How Peak Is Our Oil? Ctd

By The Daily Dish
Mar 19 2009, 11:22 AM ET

A reader writes:

I am an exploration and production geologist in North Dakota. The fellow writer and geologist in your post makes some comparisons that will likely sound palatable to the average reader but do not actually mean what they might seem to imply.



The world's oil production can be seen as two types, gigantic reservoirs that produce roughly half of the world's oil with their large porosity and permeability (Arabia's Al Ghawar) and small reservoirs with low porosity and permeability that require tens of thousands of wells to produce the approximate other half of what we call "conventional" oil.

What the writer calls drilling technology does not produce significantly more oil, it just produces it faster. All we are doing with our technology in Canada and the US is taking those last remnants of oil and instead of pumping them out slowly over the let's say next forty years is getting them out in ten. (There are caveats here but the broader point is correct.)

The phenomena he speaks of with thousands of rigs has much more to do with the allowed private production of oil in the US and Canada whereas elsewhere the resource is owned by the state. Those nations are typically reluctant to increase infrastructure (hundreds of rigs) in the oil patch and speed up like our "production on steroids" means. They may get there, or by that time it may not pay.
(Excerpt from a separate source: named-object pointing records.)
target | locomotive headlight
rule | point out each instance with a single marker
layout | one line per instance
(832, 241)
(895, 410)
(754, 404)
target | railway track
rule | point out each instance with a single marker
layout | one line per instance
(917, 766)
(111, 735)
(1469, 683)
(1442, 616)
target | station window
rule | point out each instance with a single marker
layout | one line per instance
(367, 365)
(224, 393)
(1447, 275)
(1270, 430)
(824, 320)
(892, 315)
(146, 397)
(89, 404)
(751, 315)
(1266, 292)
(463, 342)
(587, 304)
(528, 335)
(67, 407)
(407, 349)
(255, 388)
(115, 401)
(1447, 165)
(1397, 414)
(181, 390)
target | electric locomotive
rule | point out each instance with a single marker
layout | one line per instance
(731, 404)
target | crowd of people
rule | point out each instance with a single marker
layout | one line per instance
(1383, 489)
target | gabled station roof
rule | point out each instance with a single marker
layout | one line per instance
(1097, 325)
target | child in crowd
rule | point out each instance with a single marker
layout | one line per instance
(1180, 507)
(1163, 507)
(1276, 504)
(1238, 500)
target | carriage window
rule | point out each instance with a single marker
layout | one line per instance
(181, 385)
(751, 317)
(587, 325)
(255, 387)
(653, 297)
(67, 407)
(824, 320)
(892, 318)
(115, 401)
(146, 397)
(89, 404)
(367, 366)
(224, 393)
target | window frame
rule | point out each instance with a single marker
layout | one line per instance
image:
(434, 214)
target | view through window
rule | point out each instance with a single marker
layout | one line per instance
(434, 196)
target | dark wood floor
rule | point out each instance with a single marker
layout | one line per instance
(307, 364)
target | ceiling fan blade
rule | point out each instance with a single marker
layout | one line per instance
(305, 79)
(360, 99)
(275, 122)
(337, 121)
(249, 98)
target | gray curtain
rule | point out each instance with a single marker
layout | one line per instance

The infrastructure costs are enormous though. The vaunted N. Dakota Bakken Formation which has been so much in the news lately are running 20 stage frac jobs which requires staggering horsepower from compressors and mighty piles of sand to complete the wells. A well drilling and completion can easily run $5 million. Initial production can be high, on the order of 800 bbl/day but that decline is very steep and rapid. You have to drill as fast as you can just to stay flat after the initial runup and already the "sweetspot" areas appear to be dwindling.

A very large proportion of the Bakken wells are not making money in the present price and many companies are critically over extended and having financial stress because of their recent Bakken investments. We're on the verge of an experiment in massive investment that will be a failure unless price comes up and soon.

The "bumpy top" the writer suggests will likely not be a long phase. As the large reservoirs around the world go into their final steep declines, such as Mexico's Cantarell field is doing now that effect will overwhelm the portion of oil that is produced with these thousands of rigs effort; and that population of oil fields will again have it's own steep declines as the oil is produced so quickly with this technology. So the top will be a little bumpy and modestly prolonged but the "cliff" at the end of that becomes even steeper as a linked proportional result.